WTF Is Unstructured Data, and Is It the Future of Data Management?
by Sarah O'Neill, on 26 August, 2021
Unstructured data was the reason I failed my science exams at school, apparently. Thanks Dr. Nandra! 🙃
But this is a different type of unstructured data than a sub-par bar chart. No, this unstructured data is good.
According to the latest figures, the volume of unstructured data is set to grow from 33 zettabytes in 2019 to 175 zettabytes, or 175 Billion terabytes, by 2025. That's an unfathomable amount. I didn't even know there was such a thing as a zettabyte. If you told me Zetta Byte was a drag queen, I'd believe you.
Although there's a lot of nerdy speculation around unstructured data, most experts believe that 80% to 90% of the data in the world is unstructured. On top of this, 90% of this data has been created in the last two years alone. But only 0.5% is analysed and used today.
"Intuitively, [the average IT organisation] knows that much is unstructured and it grows by two digits, but they do not know exactly how much they have and how fast it is growing," says President and COO of Komprise, Krishna Subramanian.
But before we define un-structured data, we need to define structured data.
So, what is structured data?
Structured data is usually stored in a relational database (or RDBMS). It can be easily mapped into designated fields, be it postcodes, credit cards, or phone numbers. Data that conforms to this structure is easy to search for, by humans or software.
So, unstructured data is data that contrasts to this. Unstructured data doesn't fit into these predefined data models - it can't be stored in an RDBMS. Because of the many, many formats, it's difficult for conventional software to ingest, process and analyse. But simple content searches can be performed across textual unstructured data with the right tools.
And as a nice additional treat, let's have a quick look into semi structured data. This form of data is largely unstructured, but uses internal tags and markings that separate various data elements, meaning that they're placed into pairings and hierarchies.

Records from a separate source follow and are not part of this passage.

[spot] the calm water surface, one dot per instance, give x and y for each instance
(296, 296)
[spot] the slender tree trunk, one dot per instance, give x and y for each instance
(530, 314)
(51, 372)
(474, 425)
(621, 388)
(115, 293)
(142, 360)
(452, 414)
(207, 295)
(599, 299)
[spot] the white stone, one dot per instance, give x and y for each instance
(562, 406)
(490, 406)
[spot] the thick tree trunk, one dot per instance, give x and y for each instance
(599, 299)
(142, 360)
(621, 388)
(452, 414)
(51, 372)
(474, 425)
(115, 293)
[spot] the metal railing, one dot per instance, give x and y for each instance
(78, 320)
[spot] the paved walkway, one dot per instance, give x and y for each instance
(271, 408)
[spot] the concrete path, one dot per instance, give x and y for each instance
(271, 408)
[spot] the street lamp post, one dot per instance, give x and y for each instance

Email is an example - the metadata in an email allows analytics tools to classify and search for keywords. Sensor data, social media data, mark-up languages, and NoSQL databases are examples of unstructured data that have greater searchability, and therefore may be considered semi structured data.
Semi structured data is basically the bridge between structured and unstructured. It doesn't have a predefined data model, and is a bit more complex than structured, but is easier to store than unstructured.

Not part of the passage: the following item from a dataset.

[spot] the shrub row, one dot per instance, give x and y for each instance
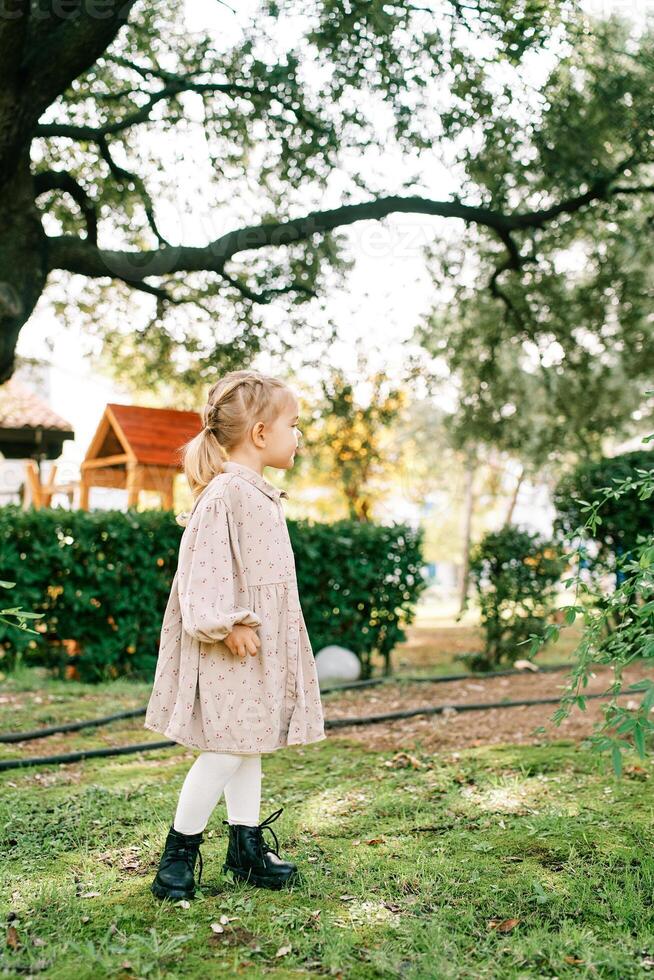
(102, 579)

A further look into unstructured data
Unstructured data is basically information, in many different forms, that doesn't follow conventional data models, making it difficult to store and manage in a normal, mainstream database. Unstructured data is the most abundant form of data, because it can be anything - audio, sensor data, media, imaging, IoT, analytics, text etc. etc.
So, companies have largely been unable to tap into high value data, like rich media, social network conversations, or customer interactions, with the aforementioned tools only recently being developed and commercialised.

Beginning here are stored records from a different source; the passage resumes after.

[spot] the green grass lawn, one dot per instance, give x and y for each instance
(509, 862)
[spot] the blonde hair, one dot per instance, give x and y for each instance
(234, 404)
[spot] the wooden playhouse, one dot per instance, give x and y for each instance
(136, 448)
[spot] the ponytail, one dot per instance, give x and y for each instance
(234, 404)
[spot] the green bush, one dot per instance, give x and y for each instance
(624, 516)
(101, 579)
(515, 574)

Organisations are increasingly relying on unstructured data for regulatory, analytical, and decision making purposes. Plus, it supports machine learning, and business intelligence.
What is unstructured data used for?
Because of its nature, unstructured data isn't entirely suited to the processing applications that handle structured data. Instead, it's primarily used for business intelligence and analytics. Companies analyse unstructured data to improve customer experience and develop impactful targeted marketing.
Analysing data from IT systems can highlight trends, limitations, and can flag system crashes and other issues. So, unstructured data analytics can aid in compliance efforts, and can help companies understand what corporate documents and records contain.
What are the pros (and cons) of unstructured data?
Well, unstructured data:
- Remains undefined until needed. When stored in its native format, unstructured data stays undefined. This adaptability increases file formats in the database, which widens the data pool, which means data scientists can prepare and analyse the data they need.
- Has fast accumulation rates. The data can be collected quickly and easily, since there's no need to predefine the data.
- Allows for massive storage and pay-as-you-use pricing, which cuts costs and eases scalability.
But on the other hand, a few challenges remain, including:
- Data silos. This is not a new challenge, even with new tech. The rise of hybrid and multi-cloud infrastructures has companies working to get data closer to users and applications, but is also creating a huge amount of data silos. These are difficult to manage!
- Unmanaged cost. Dispersing data across multiple environments makes it harder to find, and understand its value. So, without that knowledge, it's difficult to manage cost or data placement strategies.
- Requires expertise. Thanks to its non-formatted nature, data science expertise is needed to work with unstructured data. This alienated business users who may not be able to fully understand specialised data topics.
- Requires specialised tools. Tools are required to manipulate unstructured data, which limits product choices for data managers.
- Correct data placement. Data value may change over time. Primary, secondary and tertiary data provide bright targets for budgeting spend, with attendant impacts on all sorts of things, including latency, throughput and scalability.
What's the future of data?
Like everything else: Artificial Intelligence, and Machine Learning. Beep Boop.
AI and ML are leading the way in the future of data, through enhancing BI and innovation.
When asked if the data management challenge spur a whole new sector of startups, Krishna answered:
"Definitely. Analysts are beginning to recognize data management software as a new category. Beyond the use cases above, consider all the new types of data analytics companies getting funded, such as SnowFlake, Databricks, and Apache Spark.
So many companies are coming to light right now to solve data management and data analytics issues at scale."
And are the big cloud providers responding to problems and opportunities with unstructured data growth?
"They are all offering more services to store data at different performance and price points. Amazon Elastic File System (Amazon EFS) and Azure Files were born to address the need for file storage in the cloud.
The major CSPs are investing in partners across many areas of unstructured data management, including migration and analytics"